Table chatter

Okay, hear me out. Both Yu-Gi-Oh! and Queen's Gambit are actually television shows from the same genre. I call it "tabletop melodrama."

The relevant difference, for me, isn't that one is a shonen anime for children and the other is a live-action mainstream Netflix show for relatively cultured adults, but simply the amount of chatter that happens when a game is being played on-screen. It is rude to speak during a competitive chess game in Queen's Gambit, but what would Yu-Gi-Oh! be like if, instead of the characters comically overexplaining everything that happens when they play a card, they keep to the relatively minimal, efficient chatter that actually occurs during a competitive trading card game match? Cards hit and leave the table in an orderly but no-nonsense manner. Combos are executed just as the viewer starts to have some idea of what's going on. Esoteric mentions are made to a meta game that the casual viewer can't understand. Victory and defeat occur suddenly with no dramatic buildup.

“I draw; set a monster; okay, you go.”

“Drawing, oh, okay, summoning Cyber-Stein, minus 5000 LP, summoning Blues-Eyes Ultimate, equipping it with Megamorph and Fairy Meteor Crush, and...”

“Oh, so that's game.”

“Yeah, game.”

“Can't believe I was actually beaten by a 13 year old girl piloting Blue-Eyes OTK. You're such a genius.”

“Now that we're done here, I'm going to go pop some tranquilizers and reminisce about my deceased mother.”

I'd watch it.


An objective point of comparison

An unexpected bonus of transitioning during the pandemic (having started hormones just weeks before lockdown) is that it gives me a clear benchmark for explaining to cis people how depressed I was pre-transition.

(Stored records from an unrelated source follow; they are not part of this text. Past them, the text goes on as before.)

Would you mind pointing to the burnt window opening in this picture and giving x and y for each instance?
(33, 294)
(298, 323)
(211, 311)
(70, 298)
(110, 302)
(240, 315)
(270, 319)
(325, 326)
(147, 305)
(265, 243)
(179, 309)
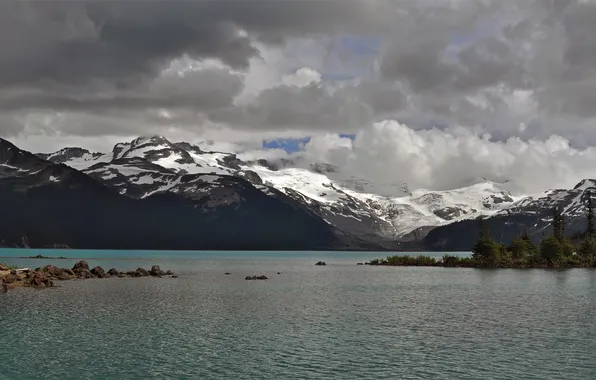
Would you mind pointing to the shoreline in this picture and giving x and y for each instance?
(47, 276)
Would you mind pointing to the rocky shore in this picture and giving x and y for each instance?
(47, 276)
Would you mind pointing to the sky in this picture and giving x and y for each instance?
(437, 94)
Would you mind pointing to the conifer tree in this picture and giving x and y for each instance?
(590, 217)
(558, 223)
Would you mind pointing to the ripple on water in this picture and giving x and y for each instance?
(345, 322)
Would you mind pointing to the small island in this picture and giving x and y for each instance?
(555, 251)
(12, 277)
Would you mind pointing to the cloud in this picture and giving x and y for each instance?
(390, 154)
(246, 71)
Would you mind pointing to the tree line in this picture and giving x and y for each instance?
(555, 251)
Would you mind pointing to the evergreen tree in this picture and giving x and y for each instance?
(558, 223)
(486, 252)
(551, 251)
(590, 216)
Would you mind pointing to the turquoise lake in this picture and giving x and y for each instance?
(339, 321)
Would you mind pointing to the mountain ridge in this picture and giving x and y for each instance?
(419, 219)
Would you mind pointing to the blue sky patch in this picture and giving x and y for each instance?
(295, 144)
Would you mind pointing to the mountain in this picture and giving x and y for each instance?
(532, 213)
(151, 165)
(46, 204)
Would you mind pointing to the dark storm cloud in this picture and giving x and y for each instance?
(315, 107)
(199, 90)
(125, 41)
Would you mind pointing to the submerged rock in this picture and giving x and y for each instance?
(262, 277)
(99, 272)
(81, 265)
(52, 270)
(140, 272)
(156, 271)
(83, 273)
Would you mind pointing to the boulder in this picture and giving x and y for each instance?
(11, 278)
(99, 272)
(8, 287)
(52, 270)
(262, 277)
(140, 272)
(83, 273)
(37, 279)
(81, 265)
(156, 271)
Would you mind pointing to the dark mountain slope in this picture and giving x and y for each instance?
(45, 204)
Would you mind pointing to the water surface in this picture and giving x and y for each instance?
(339, 321)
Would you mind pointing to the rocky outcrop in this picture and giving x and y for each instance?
(140, 272)
(98, 272)
(262, 277)
(81, 265)
(45, 277)
(156, 271)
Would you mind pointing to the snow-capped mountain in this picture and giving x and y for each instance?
(533, 214)
(151, 165)
(46, 204)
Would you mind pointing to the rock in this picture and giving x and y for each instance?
(99, 272)
(262, 277)
(140, 272)
(11, 278)
(80, 265)
(156, 271)
(83, 273)
(52, 270)
(37, 279)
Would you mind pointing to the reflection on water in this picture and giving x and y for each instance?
(340, 321)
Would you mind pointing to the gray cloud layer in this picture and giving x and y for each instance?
(507, 67)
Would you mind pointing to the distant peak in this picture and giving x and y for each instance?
(585, 184)
(155, 139)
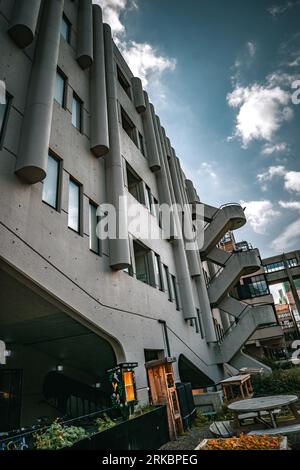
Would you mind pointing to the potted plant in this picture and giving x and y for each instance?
(245, 442)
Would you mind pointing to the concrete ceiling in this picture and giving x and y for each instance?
(28, 319)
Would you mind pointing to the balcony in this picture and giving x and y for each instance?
(220, 221)
(238, 265)
(245, 325)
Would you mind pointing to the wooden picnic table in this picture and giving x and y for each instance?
(265, 404)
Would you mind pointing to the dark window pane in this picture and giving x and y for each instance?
(65, 29)
(141, 263)
(141, 141)
(74, 206)
(60, 89)
(4, 107)
(50, 183)
(158, 273)
(94, 241)
(76, 113)
(175, 292)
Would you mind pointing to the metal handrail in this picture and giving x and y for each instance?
(37, 429)
(237, 319)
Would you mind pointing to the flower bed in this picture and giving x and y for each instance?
(245, 442)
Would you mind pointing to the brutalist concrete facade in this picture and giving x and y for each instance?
(35, 241)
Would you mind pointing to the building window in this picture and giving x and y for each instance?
(158, 272)
(65, 29)
(128, 126)
(257, 285)
(61, 86)
(273, 267)
(141, 256)
(51, 182)
(135, 184)
(175, 291)
(74, 206)
(156, 211)
(77, 112)
(5, 103)
(93, 220)
(166, 281)
(199, 317)
(124, 82)
(148, 198)
(141, 144)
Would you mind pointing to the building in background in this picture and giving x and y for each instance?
(268, 341)
(77, 131)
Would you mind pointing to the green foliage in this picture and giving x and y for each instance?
(224, 414)
(141, 410)
(58, 436)
(104, 423)
(200, 420)
(280, 381)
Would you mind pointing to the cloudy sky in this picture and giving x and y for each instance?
(221, 76)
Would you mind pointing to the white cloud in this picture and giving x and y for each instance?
(296, 62)
(251, 46)
(269, 149)
(143, 59)
(260, 214)
(292, 181)
(291, 178)
(261, 111)
(290, 205)
(270, 173)
(207, 168)
(277, 10)
(288, 239)
(112, 10)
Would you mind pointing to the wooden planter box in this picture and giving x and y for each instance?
(282, 446)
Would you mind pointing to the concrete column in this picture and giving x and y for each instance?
(119, 250)
(183, 275)
(205, 308)
(35, 135)
(99, 121)
(161, 177)
(212, 268)
(85, 34)
(23, 23)
(293, 289)
(191, 192)
(138, 95)
(152, 151)
(188, 231)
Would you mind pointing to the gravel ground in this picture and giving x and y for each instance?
(189, 440)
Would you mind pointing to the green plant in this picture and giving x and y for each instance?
(280, 381)
(104, 423)
(224, 414)
(58, 436)
(141, 410)
(200, 420)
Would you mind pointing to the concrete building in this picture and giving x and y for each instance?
(268, 341)
(285, 269)
(78, 131)
(287, 322)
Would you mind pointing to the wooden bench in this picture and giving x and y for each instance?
(222, 429)
(245, 416)
(281, 431)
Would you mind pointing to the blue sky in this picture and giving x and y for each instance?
(220, 75)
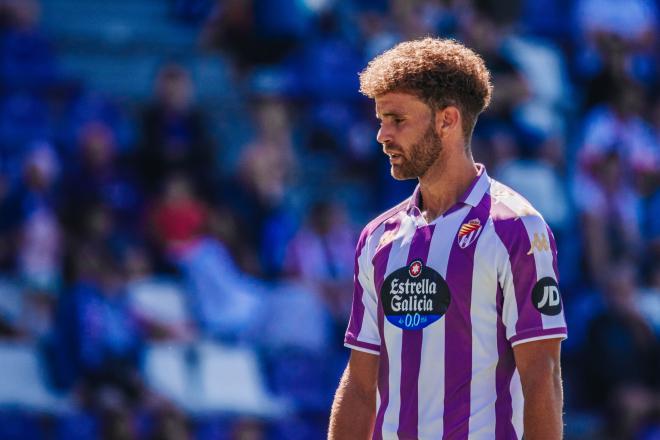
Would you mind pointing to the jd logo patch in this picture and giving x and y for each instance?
(546, 296)
(414, 296)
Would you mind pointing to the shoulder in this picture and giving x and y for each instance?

For most people, 2020 was a bad year. The worst year, some would say. Life under lockdown has been depressing for many of us. Not for me. This was positively the best year of my life. Living post-transition, even during a pandemic, even during the Trump presidency, even as an overworked grad student, was better than living pre-transition during any other year of my life for at least the last 15 years, regardless of school, occupation, or current events. In other words, living as a man is had been objectively worse for me than living during COVID.

If you want to understand why it is so important that people are given as much freedom to transition as possible – at any age, by any means, medical and otherwise– then imagine how you would feel if you had to live through the current pandemic between the ages of 13 and 26. The entirety of your teenage and early adult life under lockdown. Don't you think we should take any effort to spare people from that hardship rather than continue to make it more difficult for people to transition?

This is why, among the other terrifying restrictions placed upon transitioning in the UK, the recent decision requiring trans kids to receive a court order in order to take puberty blockers is appalling. My heart breaks especially for those kids who have already been on blockers and are now being forced off of them, forced to undergo the wrong puberty. These sorts of gatekeeping policies don't protect kids and adults from making decisions that they'll regret – rather, these policies drive many of us to kill ourselves. No person should require the permission of a court or psychologist to make the decisions that they know are best for them and their body. There is nothing "common-sense" about making the process by which people medically, legally, and socially transition "more robust" or "stringent." It just causes hurt.


Do I actually know any men?

Speaking of transitioning in the UK, Abigail Thorn came out as a trans woman yesterday (congrats!). The funniest thing about it, though, is that Lisa and I had both called it the day before. “There's no way PhilosophyTube is actually a guy,” we had concluded. While I'm happy for Abigail, I must also admit it was immensely satisfying to have been proven right.

Once I came out to myself and had a better understanding of the so-called “signs that I was trans all along,” it's become hard for me (and others that I know) to not evaluate all of the people you know and guess whether or not they are an egg (someone who's trans but hasn't “cracked” yet). While a number of my allegedly male friends have given me eggy vibes, I try not to take those hunches too seriously. “You know, maybe some cis men actually are really nice people who are invested in yuri ships and express indifference about their masculinity! What do I know?”

That's changed with Abigail Thorn. It's the first time that one of my guesses has been confirmed, and I'm now feeling emboldened to call the rest of them. I've gone through the list of every man I am personally friends with (excluding family and colleagues), and, at tops, only three of you are cis. The vast majority of you, it turns out, are not actually men. How the hell did you think we got along so well? I am delighted to share this news with you all.


I'm only half joking. A lot of you probably have some introspection to do.


This week's free game recommendation is Brianna Lei's Butterfly Soup: the visual novel about Asian-American lesbians on a high school baseball team. It's a delightful, well-written, and genuinely funny story that is well-deserving of the hype it's garnered.